On croit souvent que sous la monarchie traditionnelle le roi était tout puissant sans autorité indépendante pour contrôler son action. C’est oublier la prédominance de la foi, le roi très chrétien sacré à Reims croyait dans le jugement dernier, au Ciel et à l'Enfer, devant gagner son salut par ses œuvres chrétiennes. Cinq ans avant son rappel à Dieu, Louis XIV inaugurait son dernier chef-d'oeuvre spirituel : la chapelle royale, exceptionnelle chapelle palatine dont il veilla personnellement à son édification.
À la Chapelle on célébrait la liturgie de Rome et non celle du diocèse de Paris.
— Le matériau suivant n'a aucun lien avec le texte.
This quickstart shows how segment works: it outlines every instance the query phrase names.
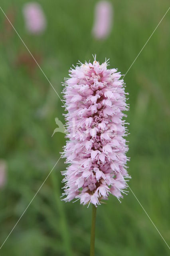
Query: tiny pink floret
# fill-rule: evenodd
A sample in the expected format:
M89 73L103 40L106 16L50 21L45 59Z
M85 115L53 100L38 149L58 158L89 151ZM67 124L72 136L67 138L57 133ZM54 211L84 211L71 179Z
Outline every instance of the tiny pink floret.
M125 84L117 69L80 63L71 68L63 93L66 137L63 157L69 164L65 171L63 200L79 199L96 206L111 194L119 200L126 194L125 179L130 178L124 137L127 135L123 112L128 110Z

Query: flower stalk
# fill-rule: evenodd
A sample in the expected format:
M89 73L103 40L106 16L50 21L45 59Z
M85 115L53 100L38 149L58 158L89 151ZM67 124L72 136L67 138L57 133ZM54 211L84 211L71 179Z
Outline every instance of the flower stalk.
M94 205L92 207L92 217L91 221L91 238L90 240L90 256L95 256L95 227L97 208Z

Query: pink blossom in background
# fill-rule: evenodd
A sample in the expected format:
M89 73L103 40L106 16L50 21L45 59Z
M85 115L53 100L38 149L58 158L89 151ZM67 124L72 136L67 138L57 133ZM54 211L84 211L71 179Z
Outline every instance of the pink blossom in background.
M98 2L95 7L95 20L92 29L94 37L106 38L110 33L113 22L113 6L107 1Z
M66 142L63 157L69 165L65 176L63 199L80 199L83 204L100 204L109 194L119 199L126 194L124 178L129 176L128 150L124 136L127 110L125 84L117 69L80 64L70 70L63 92L65 100Z
M6 164L4 160L0 160L0 188L4 186L6 183Z
M40 34L46 27L46 20L41 6L36 2L26 4L23 13L27 30L32 34Z

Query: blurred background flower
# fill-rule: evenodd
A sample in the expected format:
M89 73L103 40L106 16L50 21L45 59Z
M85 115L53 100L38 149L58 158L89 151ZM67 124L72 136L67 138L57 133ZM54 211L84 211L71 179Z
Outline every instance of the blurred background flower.
M6 164L4 160L0 159L0 188L4 187L6 180Z
M46 27L46 20L42 7L36 2L28 2L23 7L23 13L28 32L38 34Z
M100 1L95 7L95 17L92 34L98 39L107 38L113 25L113 6L108 1Z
La beauté liturgique convertissait Mademoiselle de Mursay, pourtant issue d'une famille farouchement protestante : "Je pleurai d'abord beaucoup, mais je trouvai le lendemain la messe du Roi si belle, que je consentis à me faire catholique." Le souverain se rendait quotidiennement à la messe mais la communion du roi n'avait lieu que 5 fois par an aux « bons jours » : vigile de Noël, Samedi saint, vigile de Pentecôte, vigile de Toussaint et Assomption ou Immaculée Conception. Lors de ces « bons jours », le roi pratiquait le toucher des écrouelles. En état de grâce, après avoir reçu la communion, le souverain, revêtu du collier de l’ordre du Saint-Esprit, prononçait alors la célèbre phrase « le roi te touche, Dieu te guérit. » Grand maître des ordres dynastiques, Louis XIV organisait la première réception de nouveaux commandeurs ou chevaliers au sein de l’ordre du Saint-Esprit le jour de la Pentecôte 1686.
Quelques jours avant la Pentecôte, Bossuet, précepteur du Dauphin, adressait au roi une lettre pour lui rappeler ses devoirs de « bon chrétien. » :
Sire,
Le jour de la Pentecôte approche, où Votre Majesté à résolu de communier…/… Songez, Sire, que vous ne pouvez être véritablement converti, si vous ne travaillez à ôter de votre cœur, non-seulement le péché, mais la cause qui vous y porte. La conversion véritable ne se contente pas seulement d'abattre les fruits de mort, comme parle l'Ecriture c'est-à-dire les péchés ; mais elle va jusqu'à la racine, qui les ferait repousser infailliblement si elle n'était arrachée. Ce n'est pas l'ouvrage d'un jour, je le confesse : mais plus cet ouvrage est long et difficile, plus il y faut travailler. Votre Majesté ne croirait pas s'être assurée d'une place rebelle, tant que l'auteur des mouvements y demeurerait en crédit. Ainsi jamais votre cœur ne sera paisiblement à Dieu, tant que cet amour violent, qui vous a si longtemps séparé de lui, y régnera…/…Qu'il est malaisé de se, retirer d'un si malheureux et si funeste engagement ! Mais cependant, Sire, il le faut, ou il n'y a point de salut à espérer. Jésus-Christ, que vous recevrez, vous en donnera la force, comme il vous en a déjà donné le désir.
Je ne demande pas, Sire, que vous éteigniez en un instant une flamme si violente ; ce serait vous demander l'impossible : mais, Sire, tâchez peu à peu de la diminuer ; craignez de l'entretenir. Tournez votre cœur à Dieu ; pensez souvent à l'obligation que vous avez de l'aimer de toutes vos forces, et au malheureux état d'un cœur qui, en s'attachant à la créature, par là se rend incapable de se donner tout à fait à Dieu, à qui il se doit…/…
Méditez, Sire, cette parole du Fils de Dieu : elle semble être prononcée pour les grands rois et pour les conquérants : « Que sert à l'homme, dit-il, de gagner tout le monde, si cependant il perd son âme, et quel gain pourra le récompenser d'une perte si considérable ? » Que vous servirait, Sire, d'être redouté et victorieux au dehors, si vous êtes au dedans vaincu et captif ? Priez donc Dieu qu'il vous affranchisse ; je l'en prie sans cesse de tout mon cœur. Mes inquiétudes pour votre salut redoublent de jour en jour, parce que je vois tous les jours de plus en plus quels sont vos périls…/… Sire, bénira en tout Votre Majesté, si elle lui est fidèle.
Je suis, avec un respect et une soumission profonde,
Sire,
de Votre Majesté,
Le très-humble, très-obéissant, et très-fidèle sujet et serviteur,
J. BÉNIGNE, ancien évêque de Condom.